Generation and characterization of functional phosphoserine-incorporated neuronal nitric oxide synthase holoenzyme

Phosphorylation is an important pathway for the regulation of nitric oxide synthase (NOS) at the posttranslational level. However, the molecular underpinnings of NOS regulation by phosphorylations remain unclear to date, mainly because of the problems in making a good amount of active phospho-NOS proteins. Herein, we have established a system in which recombinant rat nNOS holoprotein can be produced with site-specific incorporation of phosphoserine (pSer) at residue 1412, using a specialized bacterial host strain for pSer incorporation. The pSer1412 nNOS protein demonstrates UV-Vis, far-UV CD and fluorescence spectral properties that are identical to those of nNOS overexpressed in other bacterial strains. The protein is also functional, possessing normal NO production and NADPH oxidation activities in the presence of abundant substrate L-Arg. Conversely, the rate of FMN-heme interdomain electron transfer (IET) in pSer1412 nNOS is considerably lower than that of wild-type (wt) nNOS, while the phosphomimetic S1142E mutant possesses similar electron transfer kinetics to that of wt. The successful incorporation and high yield of pSer1412 into rat nNOS and the significant change in the IET kinetics upon the phosphorylation demonstrate a highly useful method for incorporating native phosphorylation sites as a substantial improvement to commonly used phosphomimetics.

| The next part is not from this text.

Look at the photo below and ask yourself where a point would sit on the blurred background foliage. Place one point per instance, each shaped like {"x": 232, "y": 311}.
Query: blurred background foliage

Role of an isoform-specific residue at the calmodulin-heme (NO synthase) interface in the FMN - heme electron transfer

The interface between calmodulin (CaM) and the NO synthase (NOS) heme domain is the least characterized interprotein interface that the NOS isoforms must traverse through during catalysis. Our previous molecular dynamics simulations predicted a salt bridge between K497 in human inducible NOS (iNOS) heme domain and D118(CaM). Herein, the FMN - heme interdomain electron transfer (IET) rate was found to be notably decreased by charge-reversal mutation, while the IET in the iNOS K497D mutant is significantly restored by the CaM D118K mutation. The results of wild-type protein with added synthetic peptides further demonstrate the critical nature of K497 relative to the rest of the peptide sequence in modulating the IET. These data provide definitive evidence supporting the regulatory role of the isoform-specific K497 residue.